The Strategic View

I am a seasoned cybersecurity executive with over 20 years of leadership in large, complex organizations. Throughout my career, I have acted as a strategic partner, driving business objectives through the development of robust security measures. My expertise spans the full spectrum of the domain: offense and defense, compliance and audit, and high-level policy governance.

However, the landscape is shifting. We are moving from an era of static “Configuration” to an era of “Cognitive Risk.”

Currently, I am pivoting my focus toward AI Governance and Kinetic Risk. My goal is to bridge the dangerous gap between abstract AI “safety” guidelines and the tangible reality of Operational Technology (OT) and Critical Infrastructure.

The Scholar-Practitioner

In addition to my architectural work, I serve as an Adjunct Professor of Cybersecurity at City University of Seattle.

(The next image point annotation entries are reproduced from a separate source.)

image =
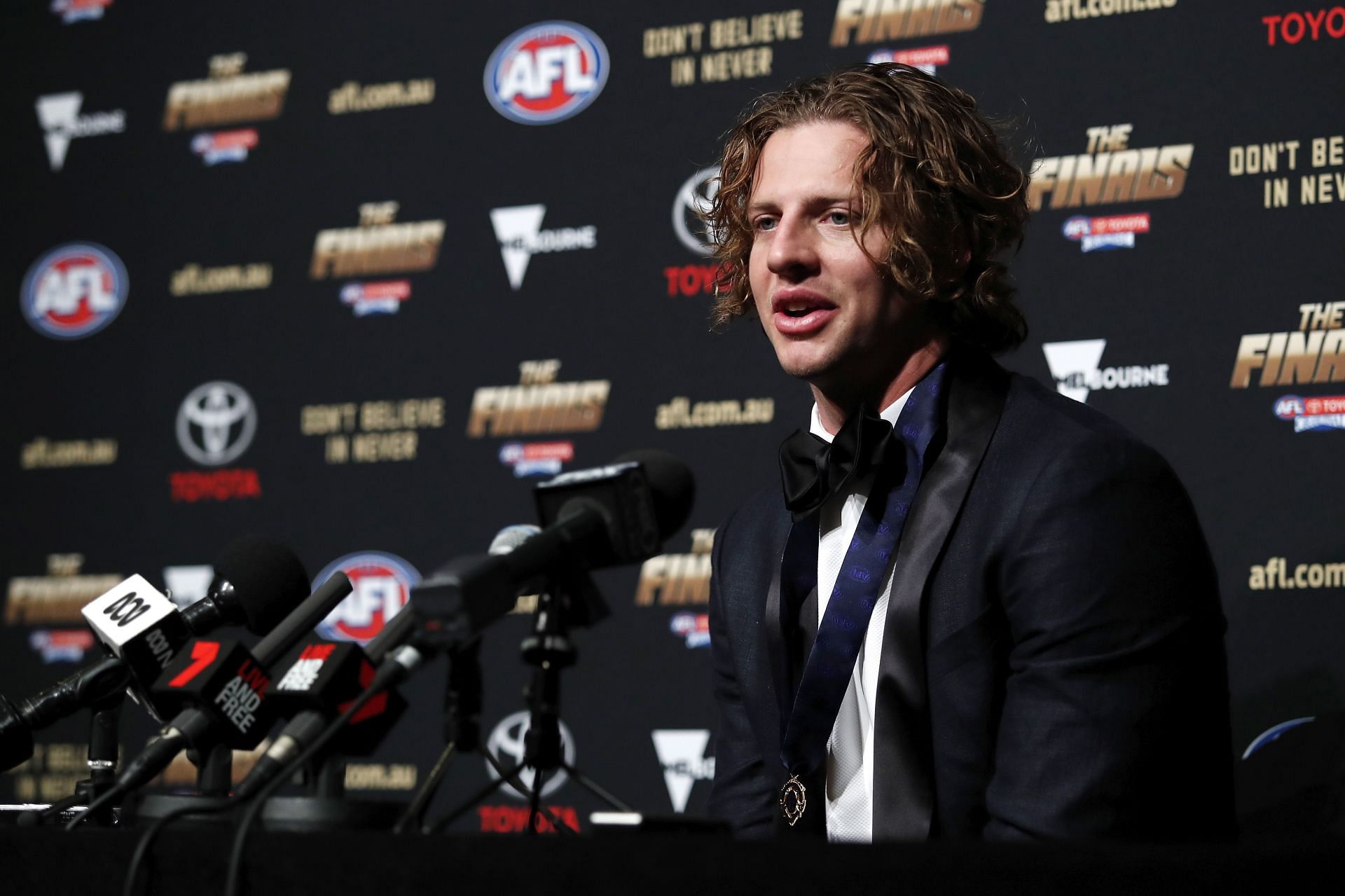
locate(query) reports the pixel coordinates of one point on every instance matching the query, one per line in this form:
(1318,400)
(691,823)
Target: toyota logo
(217,422)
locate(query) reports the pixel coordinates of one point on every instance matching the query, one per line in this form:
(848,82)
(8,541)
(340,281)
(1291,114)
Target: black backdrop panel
(482,261)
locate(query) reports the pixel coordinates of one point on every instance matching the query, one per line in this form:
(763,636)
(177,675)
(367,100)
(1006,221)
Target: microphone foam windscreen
(268,580)
(672,483)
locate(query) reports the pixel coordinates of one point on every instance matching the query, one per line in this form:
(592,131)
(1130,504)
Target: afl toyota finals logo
(217,422)
(507,743)
(546,73)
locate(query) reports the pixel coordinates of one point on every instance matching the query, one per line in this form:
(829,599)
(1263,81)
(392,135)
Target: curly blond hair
(934,177)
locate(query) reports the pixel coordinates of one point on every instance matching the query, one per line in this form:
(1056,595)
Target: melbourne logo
(690,206)
(187,584)
(58,113)
(507,744)
(520,233)
(381,587)
(538,404)
(682,757)
(1110,171)
(1076,369)
(217,422)
(546,73)
(74,291)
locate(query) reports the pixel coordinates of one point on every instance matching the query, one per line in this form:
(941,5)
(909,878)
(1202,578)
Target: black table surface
(49,860)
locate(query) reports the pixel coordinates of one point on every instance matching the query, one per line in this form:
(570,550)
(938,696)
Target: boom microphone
(221,691)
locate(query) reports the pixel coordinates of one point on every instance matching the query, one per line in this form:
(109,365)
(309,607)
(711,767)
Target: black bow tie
(813,470)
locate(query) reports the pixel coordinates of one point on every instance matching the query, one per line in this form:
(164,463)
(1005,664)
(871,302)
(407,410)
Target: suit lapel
(903,782)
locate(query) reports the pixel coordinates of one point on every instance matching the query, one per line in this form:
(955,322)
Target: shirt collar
(888,413)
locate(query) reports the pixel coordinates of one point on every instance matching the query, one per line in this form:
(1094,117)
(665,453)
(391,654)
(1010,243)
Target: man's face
(832,317)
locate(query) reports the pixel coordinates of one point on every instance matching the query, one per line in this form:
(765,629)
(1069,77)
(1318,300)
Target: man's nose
(794,253)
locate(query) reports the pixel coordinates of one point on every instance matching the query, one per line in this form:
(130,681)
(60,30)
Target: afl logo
(74,291)
(545,73)
(382,586)
(216,422)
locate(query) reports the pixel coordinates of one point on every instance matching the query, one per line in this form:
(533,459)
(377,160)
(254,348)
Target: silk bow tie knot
(813,470)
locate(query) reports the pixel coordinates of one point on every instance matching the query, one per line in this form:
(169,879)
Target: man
(989,612)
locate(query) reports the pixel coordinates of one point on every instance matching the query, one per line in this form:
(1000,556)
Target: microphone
(319,682)
(219,689)
(256,583)
(592,518)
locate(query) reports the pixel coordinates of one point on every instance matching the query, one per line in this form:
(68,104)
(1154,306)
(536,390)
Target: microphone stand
(104,748)
(548,649)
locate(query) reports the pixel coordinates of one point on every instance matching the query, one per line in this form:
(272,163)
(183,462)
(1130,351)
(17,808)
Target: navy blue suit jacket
(1052,657)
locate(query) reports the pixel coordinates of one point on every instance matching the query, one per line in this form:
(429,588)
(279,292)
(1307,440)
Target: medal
(794,799)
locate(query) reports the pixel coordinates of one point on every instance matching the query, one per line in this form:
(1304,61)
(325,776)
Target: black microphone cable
(142,855)
(393,669)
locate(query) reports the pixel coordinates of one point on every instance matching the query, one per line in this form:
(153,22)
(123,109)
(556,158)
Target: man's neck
(836,406)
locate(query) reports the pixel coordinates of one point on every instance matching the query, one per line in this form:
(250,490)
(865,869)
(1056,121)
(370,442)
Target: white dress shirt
(849,795)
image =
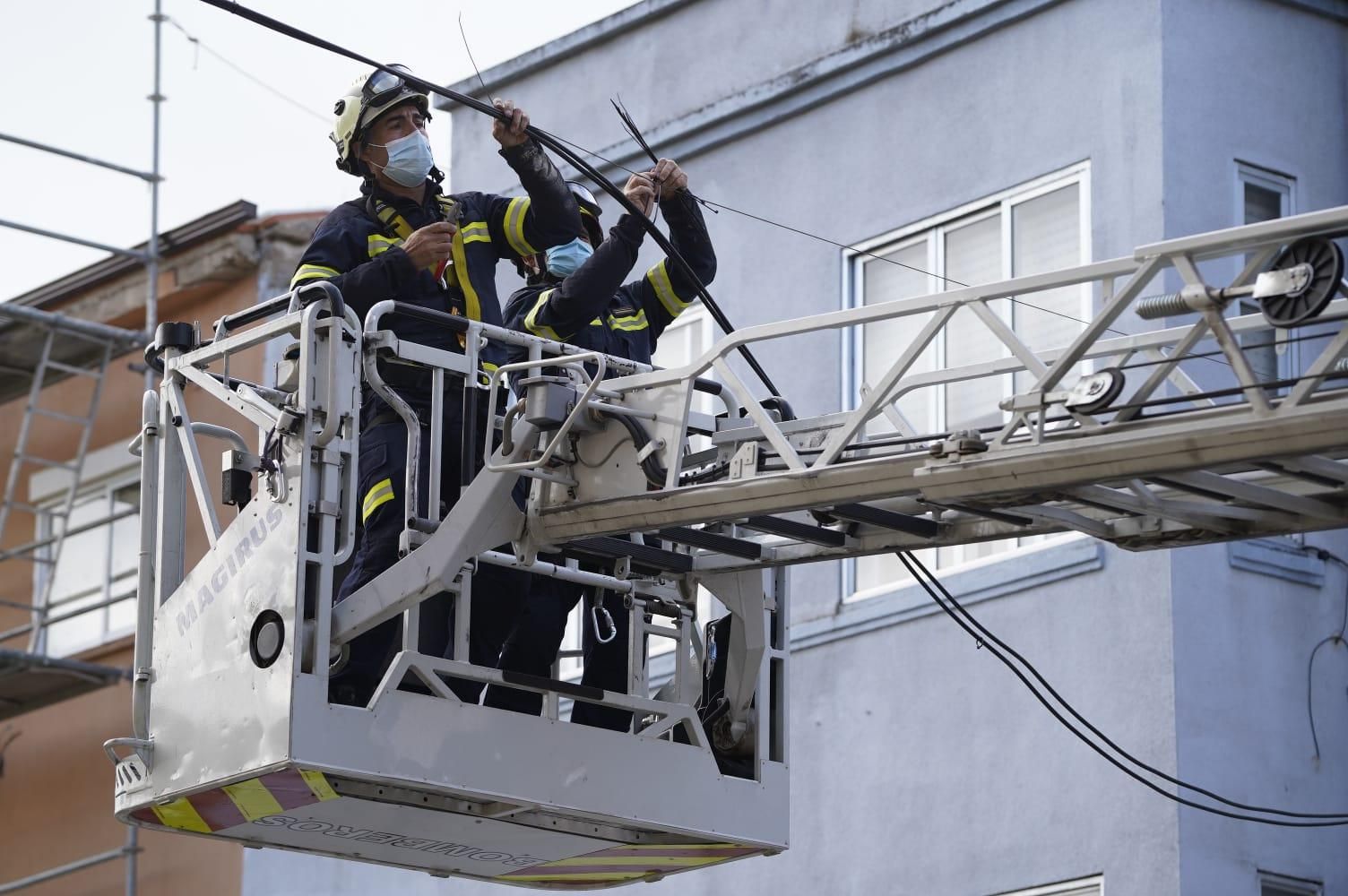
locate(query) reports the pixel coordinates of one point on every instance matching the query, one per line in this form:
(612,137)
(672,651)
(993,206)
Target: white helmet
(366,100)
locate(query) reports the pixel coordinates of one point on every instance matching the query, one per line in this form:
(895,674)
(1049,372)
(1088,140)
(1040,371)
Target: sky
(81,72)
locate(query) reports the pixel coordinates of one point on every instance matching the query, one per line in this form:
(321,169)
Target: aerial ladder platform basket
(1141,436)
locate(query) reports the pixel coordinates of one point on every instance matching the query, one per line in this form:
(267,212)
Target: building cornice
(566,46)
(816,82)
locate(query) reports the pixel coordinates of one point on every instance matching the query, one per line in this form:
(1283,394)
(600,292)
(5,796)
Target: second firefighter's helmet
(590,211)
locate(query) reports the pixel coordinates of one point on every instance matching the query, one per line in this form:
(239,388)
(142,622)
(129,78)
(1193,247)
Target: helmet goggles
(382,86)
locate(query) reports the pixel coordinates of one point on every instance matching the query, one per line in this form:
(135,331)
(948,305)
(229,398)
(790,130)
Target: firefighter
(406,240)
(577,296)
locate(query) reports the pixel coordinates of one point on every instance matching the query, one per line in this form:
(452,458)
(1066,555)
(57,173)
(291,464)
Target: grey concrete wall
(1264,83)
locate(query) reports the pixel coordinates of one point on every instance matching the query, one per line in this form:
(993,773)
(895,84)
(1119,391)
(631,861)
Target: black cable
(1334,639)
(543,138)
(987,639)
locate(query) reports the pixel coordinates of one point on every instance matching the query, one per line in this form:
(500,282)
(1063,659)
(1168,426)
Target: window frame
(1299,885)
(933,229)
(106,472)
(1059,888)
(1288,361)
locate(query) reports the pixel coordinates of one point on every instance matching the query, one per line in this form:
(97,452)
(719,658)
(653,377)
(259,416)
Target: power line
(244,73)
(986,639)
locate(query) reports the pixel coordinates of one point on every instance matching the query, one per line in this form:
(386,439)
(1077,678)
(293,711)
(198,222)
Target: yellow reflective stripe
(312,272)
(660,278)
(634,323)
(515,225)
(182,815)
(588,879)
(531,320)
(253,799)
(380,494)
(465,285)
(317,783)
(388,214)
(376,244)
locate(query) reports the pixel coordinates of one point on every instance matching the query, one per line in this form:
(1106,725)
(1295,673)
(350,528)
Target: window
(1264,195)
(1080,887)
(1281,885)
(93,582)
(1038,227)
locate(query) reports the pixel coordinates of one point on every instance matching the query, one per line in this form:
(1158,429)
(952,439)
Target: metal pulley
(1320,264)
(1296,288)
(1096,391)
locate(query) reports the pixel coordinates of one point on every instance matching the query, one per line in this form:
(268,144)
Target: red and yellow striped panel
(628,863)
(241,802)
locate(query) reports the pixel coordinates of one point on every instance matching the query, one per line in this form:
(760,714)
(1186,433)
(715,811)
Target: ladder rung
(712,542)
(61,415)
(34,508)
(42,461)
(644,556)
(918,526)
(74,371)
(799,531)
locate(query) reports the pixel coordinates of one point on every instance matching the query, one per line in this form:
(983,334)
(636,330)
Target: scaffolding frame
(59,326)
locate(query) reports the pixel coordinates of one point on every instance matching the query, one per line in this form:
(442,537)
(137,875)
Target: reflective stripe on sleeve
(515,227)
(377,244)
(660,280)
(312,272)
(476,232)
(531,320)
(630,323)
(380,494)
(465,282)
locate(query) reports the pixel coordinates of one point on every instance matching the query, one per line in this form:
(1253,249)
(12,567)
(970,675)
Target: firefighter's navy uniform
(593,310)
(358,248)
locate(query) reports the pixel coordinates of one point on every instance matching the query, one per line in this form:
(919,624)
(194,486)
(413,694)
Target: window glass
(93,569)
(1015,235)
(899,275)
(972,257)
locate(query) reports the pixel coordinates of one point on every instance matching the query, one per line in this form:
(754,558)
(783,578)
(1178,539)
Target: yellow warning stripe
(380,494)
(312,272)
(660,280)
(182,815)
(590,879)
(673,861)
(253,799)
(514,228)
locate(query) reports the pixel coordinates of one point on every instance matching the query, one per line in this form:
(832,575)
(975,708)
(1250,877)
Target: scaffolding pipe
(23,883)
(143,176)
(152,246)
(131,339)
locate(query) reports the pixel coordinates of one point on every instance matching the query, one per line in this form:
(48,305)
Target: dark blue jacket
(359,248)
(593,310)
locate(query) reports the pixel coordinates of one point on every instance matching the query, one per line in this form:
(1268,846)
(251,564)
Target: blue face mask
(564,260)
(409,159)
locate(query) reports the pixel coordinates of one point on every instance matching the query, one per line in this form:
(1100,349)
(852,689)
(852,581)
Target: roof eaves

Teaching is not just a side role for me; it is a discipline that forces me to stay on the bleeding edge. Whether I am developing curriculum for a Master’s level Cybersecurity Auditing course or teaching Ethical Hacking, I am constantly challenged to translate complex, theoretical concepts into practical, actionable knowledge. This feedback loop—between the classroom and the enterprise—ensures my architectural advice is always grounded in fundamental principles yet adapted for modern threats.

Current Research

My current research interest lies in Agentic AI and its implications for the physical world.

  • Past: My work on the “Intelligent Interaction Framework” explored using Machine Learning to create dynamic honeypots for IoT defense.
  • Present: I am actively researching “Kinetic Risk Mapping”—specifically identifying the attack surfaces where LLM-driven agents interact with Programmable Logic Controllers (PLCs) in industrial environments.

Beyond the Keyboard

When I am not architecting security frameworks or grading papers, I am usually building something. I am an avid hobbyist in miniature modeling and wargaming. The patience required to paint a model to competition standards is the same patience required to untangle a complex legacy GRC framework: you have to respect the process, layer by layer.